Health Minister Mark Holland would not say whether the coming legislation would commit to any particular model, because the situation could change by the time the bill is tabled.

Holland said he's been speaking with the NDP about what is possible, both in terms of the legislation and other promised progress on pharmacare, including a national list of drugs and the formation of a new drug agency to negotiate drug prices on behalf of Canadians.

"That process is moving back and forth, and it's extremely fluid, and it's changing with every conversation that we have," Holland said in an interview.

'Extremely fluid': #Liberals and #NDP haven't yet agreed on promised #pharmacare bill. #CDNPoli

Whatever the government eventually lands on, he said the legislation will serve as a foundation for national pharmacare and will not reflect the final version of the program.

"What we announce will certainly not be the end of the story," Holland said. "When we get that work done and that foundation right, it means everything else can go up more quickly thereafter."

There's a wide spectrum of options the government could consider when drafting the legislation, from the NDP's vision for a single-payer system to a vaguely worded piece of legislation that makes no mention of how pharmacare will be achieved.

The Liberals could also consider a program that only offers coverage to people with low incomes who aren't already insured, as it has with its upcoming dental care plan.

But when the Liberals tasked an advisory council to figure out the best option in 2019, a single-payer system was the obvious choice, said Dr. Eric Hoskins, who chaired the committee that wrote the definitive pharmacare report.

"It's also consistent with virtually every commission or committee or expert group that has looked at this issue over the decades for Canada, in recommending a single-payer public model," Hoskins said.

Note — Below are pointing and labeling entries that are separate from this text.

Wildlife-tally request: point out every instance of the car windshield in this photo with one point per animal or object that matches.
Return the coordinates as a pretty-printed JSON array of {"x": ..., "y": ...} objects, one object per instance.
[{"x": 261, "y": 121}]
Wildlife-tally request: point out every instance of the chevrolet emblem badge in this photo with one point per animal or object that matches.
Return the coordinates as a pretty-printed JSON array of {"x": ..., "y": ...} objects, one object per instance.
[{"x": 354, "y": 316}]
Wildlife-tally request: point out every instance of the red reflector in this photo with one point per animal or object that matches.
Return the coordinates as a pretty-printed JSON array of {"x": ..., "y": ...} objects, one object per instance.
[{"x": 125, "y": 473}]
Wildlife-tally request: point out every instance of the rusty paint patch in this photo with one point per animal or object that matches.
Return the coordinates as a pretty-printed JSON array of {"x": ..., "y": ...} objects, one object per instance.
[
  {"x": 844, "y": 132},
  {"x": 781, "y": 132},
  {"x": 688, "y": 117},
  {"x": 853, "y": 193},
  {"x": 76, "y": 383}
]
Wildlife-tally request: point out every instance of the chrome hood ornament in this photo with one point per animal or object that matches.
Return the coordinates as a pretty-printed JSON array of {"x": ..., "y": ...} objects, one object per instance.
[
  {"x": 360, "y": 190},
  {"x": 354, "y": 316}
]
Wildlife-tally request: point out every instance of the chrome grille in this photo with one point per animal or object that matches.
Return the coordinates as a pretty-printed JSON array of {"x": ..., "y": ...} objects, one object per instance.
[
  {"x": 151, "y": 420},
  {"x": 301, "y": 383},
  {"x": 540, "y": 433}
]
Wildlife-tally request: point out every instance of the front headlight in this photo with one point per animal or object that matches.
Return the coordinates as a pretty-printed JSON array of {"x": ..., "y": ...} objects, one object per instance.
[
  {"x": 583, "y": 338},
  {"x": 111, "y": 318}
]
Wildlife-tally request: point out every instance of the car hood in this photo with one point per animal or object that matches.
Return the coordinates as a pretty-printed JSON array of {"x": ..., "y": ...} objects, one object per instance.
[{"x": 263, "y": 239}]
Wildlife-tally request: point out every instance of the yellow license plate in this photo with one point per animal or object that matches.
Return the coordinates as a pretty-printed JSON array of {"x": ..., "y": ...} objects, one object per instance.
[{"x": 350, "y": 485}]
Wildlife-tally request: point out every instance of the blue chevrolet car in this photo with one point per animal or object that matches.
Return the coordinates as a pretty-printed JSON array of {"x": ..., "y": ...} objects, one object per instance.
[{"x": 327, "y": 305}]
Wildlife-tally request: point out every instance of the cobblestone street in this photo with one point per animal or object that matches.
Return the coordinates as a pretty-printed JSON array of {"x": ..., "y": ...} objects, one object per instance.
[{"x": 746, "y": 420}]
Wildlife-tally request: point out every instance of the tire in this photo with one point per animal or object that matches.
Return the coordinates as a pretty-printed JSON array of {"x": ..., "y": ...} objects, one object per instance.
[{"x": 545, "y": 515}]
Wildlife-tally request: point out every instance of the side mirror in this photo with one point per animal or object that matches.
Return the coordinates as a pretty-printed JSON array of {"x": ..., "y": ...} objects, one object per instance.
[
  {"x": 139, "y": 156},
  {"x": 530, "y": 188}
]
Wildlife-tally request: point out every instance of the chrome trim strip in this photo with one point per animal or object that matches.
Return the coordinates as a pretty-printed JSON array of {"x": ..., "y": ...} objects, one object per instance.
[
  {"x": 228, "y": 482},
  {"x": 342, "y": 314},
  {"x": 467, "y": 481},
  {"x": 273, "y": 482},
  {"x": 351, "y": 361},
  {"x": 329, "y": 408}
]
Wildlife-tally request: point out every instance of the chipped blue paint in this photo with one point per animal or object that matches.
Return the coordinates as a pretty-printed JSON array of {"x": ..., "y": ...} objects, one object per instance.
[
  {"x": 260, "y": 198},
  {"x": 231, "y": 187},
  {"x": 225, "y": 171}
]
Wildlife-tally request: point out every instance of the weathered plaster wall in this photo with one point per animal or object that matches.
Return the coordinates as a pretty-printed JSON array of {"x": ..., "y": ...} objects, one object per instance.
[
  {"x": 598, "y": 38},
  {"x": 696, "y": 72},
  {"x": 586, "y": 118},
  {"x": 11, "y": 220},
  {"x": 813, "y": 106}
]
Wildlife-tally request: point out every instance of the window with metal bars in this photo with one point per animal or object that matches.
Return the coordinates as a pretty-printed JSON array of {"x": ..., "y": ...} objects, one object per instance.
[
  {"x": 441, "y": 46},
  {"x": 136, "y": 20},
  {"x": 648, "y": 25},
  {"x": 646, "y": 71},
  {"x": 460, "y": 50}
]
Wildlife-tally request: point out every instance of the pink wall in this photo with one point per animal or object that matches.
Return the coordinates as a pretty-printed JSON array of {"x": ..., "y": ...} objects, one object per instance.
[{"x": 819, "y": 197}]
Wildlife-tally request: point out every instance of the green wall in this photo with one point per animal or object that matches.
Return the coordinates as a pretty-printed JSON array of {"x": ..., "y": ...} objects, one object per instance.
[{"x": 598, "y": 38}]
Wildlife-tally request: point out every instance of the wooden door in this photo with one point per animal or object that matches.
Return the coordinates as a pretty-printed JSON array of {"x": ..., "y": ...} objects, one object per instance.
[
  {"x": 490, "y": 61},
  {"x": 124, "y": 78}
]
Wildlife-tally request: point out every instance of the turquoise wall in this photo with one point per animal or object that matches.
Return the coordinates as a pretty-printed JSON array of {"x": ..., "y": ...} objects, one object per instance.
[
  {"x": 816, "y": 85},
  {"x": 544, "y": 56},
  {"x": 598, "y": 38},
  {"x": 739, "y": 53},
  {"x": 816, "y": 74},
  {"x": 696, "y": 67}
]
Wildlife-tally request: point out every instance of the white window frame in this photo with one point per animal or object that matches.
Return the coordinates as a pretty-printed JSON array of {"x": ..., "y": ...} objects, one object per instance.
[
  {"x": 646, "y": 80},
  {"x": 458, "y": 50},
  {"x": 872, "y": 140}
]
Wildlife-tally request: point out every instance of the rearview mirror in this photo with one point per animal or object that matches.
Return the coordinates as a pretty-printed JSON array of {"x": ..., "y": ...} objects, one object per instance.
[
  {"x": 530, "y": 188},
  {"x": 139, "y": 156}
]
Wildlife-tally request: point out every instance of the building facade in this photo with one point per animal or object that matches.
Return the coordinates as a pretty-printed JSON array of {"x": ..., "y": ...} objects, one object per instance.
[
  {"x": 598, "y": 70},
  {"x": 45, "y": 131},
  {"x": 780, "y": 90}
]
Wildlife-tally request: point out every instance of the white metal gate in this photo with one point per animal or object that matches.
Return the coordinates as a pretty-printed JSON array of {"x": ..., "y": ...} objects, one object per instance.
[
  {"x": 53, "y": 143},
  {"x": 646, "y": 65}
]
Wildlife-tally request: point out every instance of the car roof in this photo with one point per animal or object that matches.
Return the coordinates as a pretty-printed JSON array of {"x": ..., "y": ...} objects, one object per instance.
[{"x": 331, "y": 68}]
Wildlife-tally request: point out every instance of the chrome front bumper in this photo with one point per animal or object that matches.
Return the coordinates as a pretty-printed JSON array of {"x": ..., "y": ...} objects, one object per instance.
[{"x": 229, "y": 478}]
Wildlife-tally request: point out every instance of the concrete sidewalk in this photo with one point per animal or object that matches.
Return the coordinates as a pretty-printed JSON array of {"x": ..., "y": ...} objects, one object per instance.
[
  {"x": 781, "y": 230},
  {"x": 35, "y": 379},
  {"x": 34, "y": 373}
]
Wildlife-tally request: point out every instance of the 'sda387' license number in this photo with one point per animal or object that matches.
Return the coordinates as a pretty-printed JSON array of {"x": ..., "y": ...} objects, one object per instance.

He said he's been in talks with the NDP, Liberals and advocates as the government puts the legislation together.

"I felt it important that I deepen those conversations and provide whatever advice and help I can," he said in an interview. "It's an enormously complex undertaking."

That's part of the reason the committee's report recommended that as a country, "we start with essential meds," he said.

In 2017, the parliamentary budget officer estimated that a pharmacare plan would cost $19.3 billion per year if it had been implemented in 2015, and would grow over time to cost $22.6 billion annually.

In today’s dollars, the annual cost would be between $23 billion and $27 billion.

At the same time, overall spending on drugs — between governments, insurance companies and Canadians — would be expected to drop by $4.4 billion as a result of better purchasing power.

Hoskins said starting with essential medicines would only cost roughly $3.5 to $4.5 billion per year. That would cover roughly half of all the prescriptions written each year.

"That would be an enormous victory for Canadians," he said, with a "transformational impact."

Holland would not say when the legislation is expected to be tabled, but has committed to meeting the end-of-year deadline in the supply-and-confidence agreement.